On May 12, Prosecutor-General Office Spokesman Vyugar Aliyev told the Azeri-Press Agency that Khalil had unsuccessfully tried “to mislead the investigation [into his stabbing attack] by giving incorrect testimonies” in order to “evade interrogation and trial by making groundless statements.” Aliyev also said that Khalil tried “to leave the country several times in order to evade the investigation,” the news agency reported.
IRFS’s Huseynov told CPJ that Khalil was summoned to the prosecutor’s office on May 14, where he was questioned at length in the presence of his lawyer. The prosecutor’s office did not provide Khalil and his lawyer, Elchin Sadygov, with a written explanation for the journalist’s travel ban. Instead, Huseynov told CPJ, investigators at the prosecutor’s office tried to pressure Khalil to sign an agreement not to leave the country.

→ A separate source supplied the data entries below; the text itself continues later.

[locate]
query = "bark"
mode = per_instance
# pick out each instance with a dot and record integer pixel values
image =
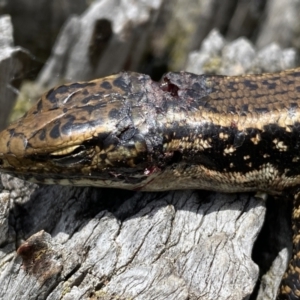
(78, 243)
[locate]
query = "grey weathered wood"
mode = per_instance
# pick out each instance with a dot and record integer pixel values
(88, 242)
(125, 244)
(131, 24)
(12, 60)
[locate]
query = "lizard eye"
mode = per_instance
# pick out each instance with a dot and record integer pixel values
(68, 157)
(64, 151)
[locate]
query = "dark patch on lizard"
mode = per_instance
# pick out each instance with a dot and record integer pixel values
(106, 85)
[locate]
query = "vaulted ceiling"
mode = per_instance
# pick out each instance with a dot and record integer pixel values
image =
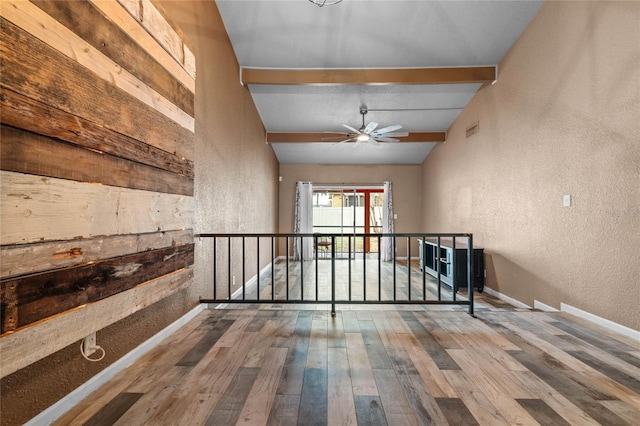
(311, 69)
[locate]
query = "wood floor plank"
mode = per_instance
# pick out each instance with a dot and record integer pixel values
(205, 344)
(432, 376)
(397, 408)
(263, 392)
(369, 410)
(512, 370)
(313, 401)
(422, 403)
(456, 412)
(362, 380)
(231, 404)
(111, 412)
(439, 355)
(284, 411)
(476, 402)
(554, 399)
(373, 344)
(557, 378)
(613, 373)
(293, 373)
(341, 408)
(542, 412)
(501, 399)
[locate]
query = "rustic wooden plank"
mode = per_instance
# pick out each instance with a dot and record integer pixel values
(556, 376)
(93, 27)
(362, 380)
(147, 405)
(317, 350)
(430, 344)
(369, 410)
(284, 411)
(456, 412)
(293, 373)
(484, 380)
(542, 412)
(554, 399)
(116, 13)
(476, 402)
(432, 376)
(195, 355)
(45, 294)
(27, 152)
(76, 91)
(152, 19)
(8, 306)
(114, 409)
(397, 409)
(341, 409)
(30, 204)
(30, 344)
(375, 349)
(33, 20)
(18, 111)
(25, 259)
(261, 397)
(227, 411)
(420, 400)
(313, 401)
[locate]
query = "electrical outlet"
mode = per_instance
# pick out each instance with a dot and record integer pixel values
(89, 344)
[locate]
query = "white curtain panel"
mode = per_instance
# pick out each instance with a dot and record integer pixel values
(387, 223)
(303, 221)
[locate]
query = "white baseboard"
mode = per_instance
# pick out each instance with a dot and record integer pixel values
(52, 413)
(603, 322)
(509, 300)
(543, 307)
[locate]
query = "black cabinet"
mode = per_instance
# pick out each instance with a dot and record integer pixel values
(452, 263)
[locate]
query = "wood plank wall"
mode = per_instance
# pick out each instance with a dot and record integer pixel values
(96, 158)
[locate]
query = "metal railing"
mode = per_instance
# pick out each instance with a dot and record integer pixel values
(279, 277)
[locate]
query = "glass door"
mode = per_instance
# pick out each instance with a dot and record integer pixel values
(348, 212)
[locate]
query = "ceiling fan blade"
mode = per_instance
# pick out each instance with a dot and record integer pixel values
(388, 129)
(344, 141)
(352, 129)
(370, 127)
(396, 134)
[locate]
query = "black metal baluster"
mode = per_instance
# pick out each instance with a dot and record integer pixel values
(215, 272)
(243, 267)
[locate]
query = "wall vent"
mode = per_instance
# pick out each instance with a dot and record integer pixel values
(473, 129)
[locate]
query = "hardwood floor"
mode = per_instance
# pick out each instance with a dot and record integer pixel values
(395, 365)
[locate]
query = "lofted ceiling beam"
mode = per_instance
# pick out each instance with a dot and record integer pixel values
(333, 137)
(455, 75)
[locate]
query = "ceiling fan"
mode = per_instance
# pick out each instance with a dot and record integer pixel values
(369, 133)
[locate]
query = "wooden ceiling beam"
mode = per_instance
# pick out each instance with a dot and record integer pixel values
(455, 75)
(333, 137)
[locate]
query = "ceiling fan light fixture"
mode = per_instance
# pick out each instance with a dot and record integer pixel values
(321, 3)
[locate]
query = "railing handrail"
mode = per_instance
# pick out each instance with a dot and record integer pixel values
(324, 234)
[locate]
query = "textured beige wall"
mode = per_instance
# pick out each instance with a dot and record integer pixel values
(236, 190)
(236, 183)
(563, 118)
(406, 190)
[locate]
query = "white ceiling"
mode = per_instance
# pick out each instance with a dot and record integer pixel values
(295, 34)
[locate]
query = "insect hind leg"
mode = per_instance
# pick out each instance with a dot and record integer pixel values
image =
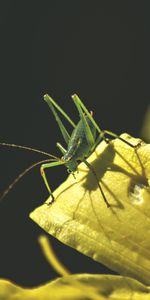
(106, 132)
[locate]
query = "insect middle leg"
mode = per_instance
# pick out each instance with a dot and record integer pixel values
(43, 174)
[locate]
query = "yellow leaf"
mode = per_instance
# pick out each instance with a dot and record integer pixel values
(119, 236)
(78, 287)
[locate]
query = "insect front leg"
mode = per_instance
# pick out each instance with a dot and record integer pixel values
(43, 174)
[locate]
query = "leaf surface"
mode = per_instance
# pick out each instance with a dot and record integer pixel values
(78, 287)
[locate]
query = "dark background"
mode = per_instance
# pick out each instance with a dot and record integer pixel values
(98, 49)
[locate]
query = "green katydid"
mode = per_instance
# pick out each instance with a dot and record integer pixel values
(86, 135)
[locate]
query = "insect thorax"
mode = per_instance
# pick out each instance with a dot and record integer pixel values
(78, 146)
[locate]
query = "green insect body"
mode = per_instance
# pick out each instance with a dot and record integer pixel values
(86, 135)
(78, 147)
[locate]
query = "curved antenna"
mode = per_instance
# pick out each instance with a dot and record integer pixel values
(28, 148)
(5, 192)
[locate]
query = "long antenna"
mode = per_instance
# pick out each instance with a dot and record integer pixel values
(5, 192)
(28, 148)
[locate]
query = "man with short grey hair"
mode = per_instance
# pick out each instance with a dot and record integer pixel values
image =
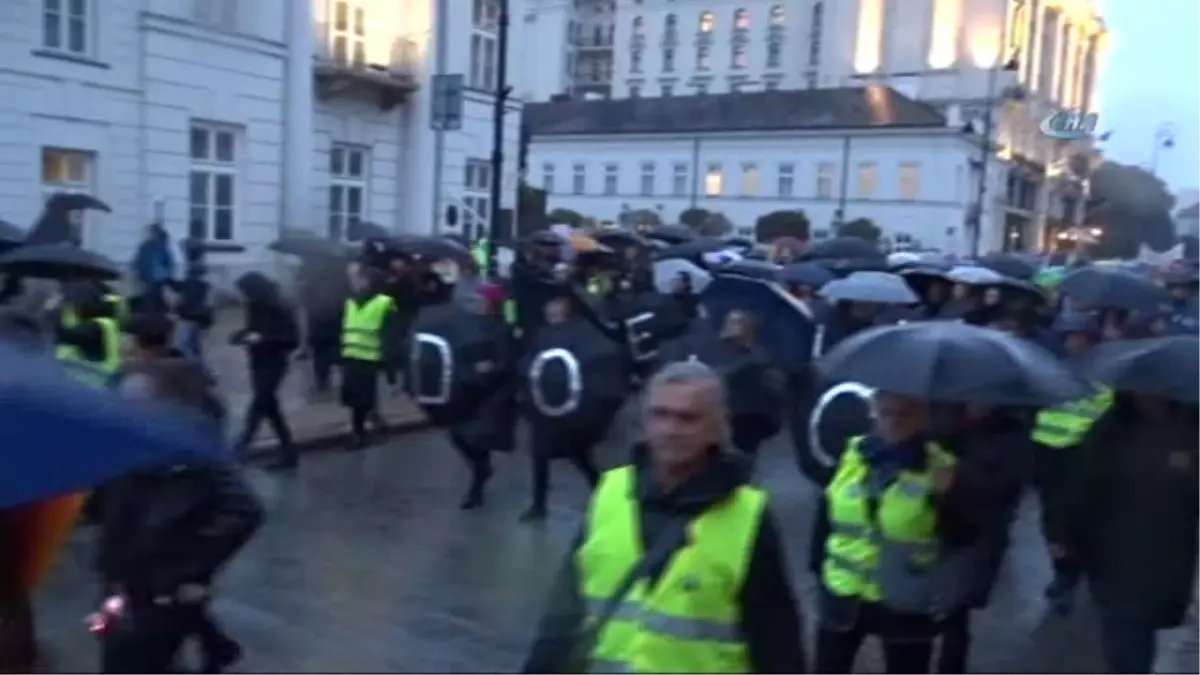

According to Article 165 of Azerbaijan’s Code of Criminal Procedure, such an agreement is only imposed on suspects or those officially accused of a crime. Khalil did not sign the document, Huseynov told CPJ.
The physical assaults on Khalil date back to February 22, when two unknown men beat the journalist while he reported on the cutting down of trees in the Baku area known as Olive Gardens. Khalil reported the incident to the police.